Henry E. Hockeimer, Jr., of the Philadelphia law firm Ballard Spahr, sent the open-records requests to city hall between July 20 and July 28, a week after Reed was arraigned on racketeering charges stemming from a state grand jury probe.

He asked for a vast array of documents, including Reed’s correspondence with various officials and advisors, minutes and agendas of several years’ worth of meetings, files related to city borrowings and current Mayor Eric Papenfuse’s communications with law enforcement and reporters.

The requests, themselves a matter of public record once submitted, were provided to TheBurg in response to a right-to-know request.

The purpose of the records request is not clear. Under state law, requesters are not required to provide their reasons for seeking records. Hockeimer, reached late on Thursday, had no immediate comment, except to say he had filed an appeal for parts of the requests the city had denied.

But in building their cases, defense attorneys sometimes assert the right to review government records to survey the evidence gathered against their clients and build stories that counter the ones told by prosecutors.

“The state’s investigation is the state’s investigation. It’s not the defendant’s investigation,” said Ion Meyn, a visiting assistant professor at the University of Wisconsin law school and a former faculty member at the Wisconsin Innocence Project. “To rely just on what the state has investigated would be a mistake.”

The state’s initial disclosures about a case “should trigger successive, targeted, and written demands that are reiterated on the record, deepening accountability,” Meyn wrote in 2014, in an article for GPSolo, a publication of the American Bar Association. “A counter-investigation is essential to checking the state’s work.”

Nonetheless, the use of open records requests by defense lawyers does not appear to be widespread in Pennsylvania, according to Erik Arneson, director of the state open records office.

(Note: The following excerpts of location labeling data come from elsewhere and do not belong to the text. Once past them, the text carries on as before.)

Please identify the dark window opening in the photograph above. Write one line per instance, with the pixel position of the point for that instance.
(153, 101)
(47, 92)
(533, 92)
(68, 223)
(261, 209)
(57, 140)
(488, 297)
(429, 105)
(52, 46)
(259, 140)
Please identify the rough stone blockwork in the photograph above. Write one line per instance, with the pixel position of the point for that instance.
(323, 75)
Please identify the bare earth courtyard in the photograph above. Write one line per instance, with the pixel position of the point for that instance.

In part, that may be because one of several exemptions in the law, pertaining to records of a criminal investigation, is “broad enough that there’s not much to be gained” from making such requests, Arneson said.

At the same time, records that were deemed public before their connection to any criminal investigation generally remain public after charges are filed, he said.

In Reed’s case, Hockeimer sent a series of four open records requests to Harrisburg city hall, asking for documents in detailed lists that appear to stem from allegations in a grand jury report that was made public July 14.

On the basis of the report, Reed was arraigned that morning on 17 criminal charges encompassing 499 individual counts, including theft, bribery, deceptive business practices, criminal solicitation, evidence tampering and misapplication of entrusted property. Topping the list was a racketeering charge, a first-degree felony.

The report alleged that Reed, the seven-term mayor of Pennsylvania’s capital, used public borrowings to divert fees to pet projects, like acquiring Western-style and other artifacts. It portrayed the former mayor as heedlessly leading the city deeper and deeper into debt in the service of personal interests with little or no public benefit.

Reed, speaking the morning of his arraignment, said he had not been a part of any crime. “I devoted my life to the city of Harrisburg, and I look forward to waging a vigorous fight against these charges,” he said.

In his requests, Hockeimer targeted documents that appear to be related to specific allegations. For example, he asked the city for files related to “the City Council special projects fund created in 2003,” which the state has alleged was created as a bribe to secure council votes for a new borrowing on the Harrisburg incinerator.

In another example, he asked for the personnel file and travel records of Richard Pickles, a former city police captain whom Reed allegedly deputized to collect artifacts on cross-county road trips that were paid for by the city.

Some of the requested records are likely to be voluminous. One list includes a request for “all records including, but not limited to, documents, notes, correspondence and files” related to eight separate years of bond offerings. The closing documents alone for a single bond offering can run to many hundreds of pages.

In the case of some records, it’s not clear on what basis Hockeimer believes them to be in the possession of city government. For instance, he asked for records that current Mayor Eric Papenfuse provided to the Patriot-News, the FBI, the state police and the state attorney general between the fall of 2007 and the present.

Papenfuse did not take office until 2013, though he was briefly a board member of what was formerly the Harrisburg Authority, a governmental entity, before resigning in the fall of 2007. In 2009, during a campaign for city council, he claimed publicly that he had been assisting the FBI’s public corruption unit with an investigation into Reed.

Attorney General Kathleen Kane gave credit to Papenfuse’s persistence when she announced the charges against Reed last month. “Sometimes the squeaky wheel gets the grease, and he wouldn’t let it go,” she said.

Harrisburg solicitor Neil Grover said Thursday that he could not comment on the requests, saying the city was in the midst of a legal review.

The grand jury probe, which was extended by court order to January 2016, is ongoing.